[config change] use MessageCommitMode when executing future head block messages #2705

magicxyyz · 2024-09-26T15:48:30Z

Fixes NIT-2812
Pulls: OffchainLabs/go-ethereum#362
Includes: #2712

This PR:

Fixes use of MessageRunMode values, so as MessageCommitMode is used when, and only when, the message is part of a soon-to-be head block. Previously, newly sequenced / synced messages were executed in MessageReplayMode - newly activated / set-cached stylus programs were not cached in long term cache (only in LRU).
Improves repopulating of long term cache after node restart - if program is onchain marked as cached, if its wasm is found in LRU then it is also added to long term cache. That can happen e.g. when a ephemeral call to cached program precedes its onchain execution.
Adds tests for stylus long term cache + for repopulating long term cache from LRU cache.
Adds metrics for Stylus long term cache (merged from Diego's draft: Stylus cache improvements #2712)
Adds config to disable collection of Stylus metrics from Go side (also from the Diego's draft)

system_tests/state_fuzz_test.go

diegoximenes

LGTM overall, requesting changes because I miss a test for this fix

system_tests/state_fuzz_test.go

execution/gethexec/executionengine.go

diegoximenes · 2024-09-30T20:36:18Z

I created a draft PR that exposes Stylus long term cache metrics that can be helpful when implementing tests in this PR.

I didn't implement tests in my PR since it requires that long term caching is working properly, which is not true in the master branch 😬

In case you want to use what I developed you can get the changes from my branch into your branch, and then continue and implement the tests.
You can merge my PR into your branch.

…g is 1)

…stylus-lt-cache-test

tsahee · 2024-10-02T18:54:59Z

arbitrator/stylus/src/cache.rs


        // See if the item is in the long term cache
        if let Some(item) = cache.long_term.get(&key) {
            return Some(item.data());
        }

        // See if the item is in the LRU cache, promoting if so
-        if let Some(item) = cache.lru.get(&key) {
-            let data = item.data();
+        if let Some(item) = cache.lru.peek(&key).cloned() {


This codepath clones data twice: once here in the "get" and the other when returning item.data().
Cloning the entry_size_estimate_bytes is o.k., but we don't want to clone module and engine unnecessarily.
This is where rust gets you :)
There are probably some solutions that would avoid cloning result of the peek, but I think simplest would probably be if you can avoid cloning in item.data() because item itself is discarded right after.

fixed, thanks!

Tsahi pointed out that there's one more unnecessary clone, so that's not fixed yet, working on it :)
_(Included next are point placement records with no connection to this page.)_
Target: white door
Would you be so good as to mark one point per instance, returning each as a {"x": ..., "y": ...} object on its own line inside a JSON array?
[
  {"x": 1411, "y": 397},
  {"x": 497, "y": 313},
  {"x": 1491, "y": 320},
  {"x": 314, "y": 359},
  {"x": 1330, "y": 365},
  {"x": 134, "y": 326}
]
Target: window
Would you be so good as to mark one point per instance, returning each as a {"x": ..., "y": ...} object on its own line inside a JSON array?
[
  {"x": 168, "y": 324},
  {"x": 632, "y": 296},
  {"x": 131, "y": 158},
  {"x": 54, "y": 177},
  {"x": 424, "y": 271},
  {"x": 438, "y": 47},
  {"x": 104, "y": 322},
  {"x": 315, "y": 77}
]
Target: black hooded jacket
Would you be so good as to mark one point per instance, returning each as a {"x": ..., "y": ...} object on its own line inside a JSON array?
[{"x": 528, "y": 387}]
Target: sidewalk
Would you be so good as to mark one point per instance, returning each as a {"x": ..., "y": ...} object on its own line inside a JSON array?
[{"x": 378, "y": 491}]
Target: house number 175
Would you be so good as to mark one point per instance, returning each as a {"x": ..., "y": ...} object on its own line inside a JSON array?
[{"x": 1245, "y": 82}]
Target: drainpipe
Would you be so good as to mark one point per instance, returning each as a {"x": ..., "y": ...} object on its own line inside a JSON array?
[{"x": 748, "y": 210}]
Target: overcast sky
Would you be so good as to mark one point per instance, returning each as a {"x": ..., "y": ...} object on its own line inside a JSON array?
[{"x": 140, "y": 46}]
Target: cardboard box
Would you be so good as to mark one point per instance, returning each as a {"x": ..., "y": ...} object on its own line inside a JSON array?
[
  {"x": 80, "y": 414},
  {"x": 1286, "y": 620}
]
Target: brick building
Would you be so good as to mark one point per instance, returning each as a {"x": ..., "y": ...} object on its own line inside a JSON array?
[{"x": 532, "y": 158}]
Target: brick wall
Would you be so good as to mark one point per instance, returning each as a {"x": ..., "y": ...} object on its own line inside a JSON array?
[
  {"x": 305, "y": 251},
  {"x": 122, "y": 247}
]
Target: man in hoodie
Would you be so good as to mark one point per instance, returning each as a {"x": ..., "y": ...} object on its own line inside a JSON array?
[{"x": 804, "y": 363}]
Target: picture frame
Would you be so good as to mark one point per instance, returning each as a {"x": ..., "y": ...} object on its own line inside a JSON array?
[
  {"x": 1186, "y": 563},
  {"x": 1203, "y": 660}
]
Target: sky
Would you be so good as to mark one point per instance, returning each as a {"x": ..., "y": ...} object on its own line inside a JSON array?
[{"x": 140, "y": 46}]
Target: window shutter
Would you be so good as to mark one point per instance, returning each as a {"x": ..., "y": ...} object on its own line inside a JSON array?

passed item.module and item.engine without cloning to the returned Option, let me know if that checks out :)

diegoximenes

Nice :)

arbos/programs/native.go

system_tests/common_test.go

arbitrator/stylus/src/lib.rs

system_tests/program_test.go

Co-authored-by: Diego Ximenes Mendes <[email protected]>

…testing

tsahee

Seems good. Still need to review program_test.go

will create an issue to fix the remaining problem in caching

tsahee · 2024-10-09T01:43:15Z

arbitrator/stylus/src/cache.rs

        }
+        cache.long_term_counters.misses += 1;


I think this should only be increased if long_term_tag is 1. Because that would mean "this should be in long term cache".

good point, it will filter out API calls noise and we should be able to observe how many misses are there when a node starts up. Changed :)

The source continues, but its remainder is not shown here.